This package provides a sampler using CMA-MAE as implemented in pyribs.
[CMA-MAE](https://dl.acm.org/doi/abs/10.1145/3583131.3590389) is a quality
diversity algorithm that has demonstrated state-of-the-art performance in a
variety of domains. [Pyribs](https://pyribs.org) is a bare-bones Python library
for quality diversity optimization algorithms.
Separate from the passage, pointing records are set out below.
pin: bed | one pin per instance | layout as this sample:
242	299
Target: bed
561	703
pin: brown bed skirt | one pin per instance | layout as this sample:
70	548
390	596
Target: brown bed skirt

For a primer on CMA-MAE, quality
diversity, and pyribs, we recommend referring to the series of
[pyribs tutorials](https://docs.pyribs.org/en/stable/tutorials.html).

For simplicity, this implementation provides a default instantiation of CMA-MAE
with a
[GridArchive](https://docs.pyribs.org/en/stable/api/ribs.archives.GridArchive.html)
and
[EvolutionStrategyEmitter](https://docs.pyribs.org/en/stable/api/ribs.emitters.EvolutionStrategyEmitter.html)
with improvement ranking, all wrapped up in a
[Scheduler](https://docs.pyribs.org/en/stable/api/ribs.schedulers.Scheduler.html).
However, it is possible to implement many variations of CMA-MAE and other
quality diversity algorithms using pyribs.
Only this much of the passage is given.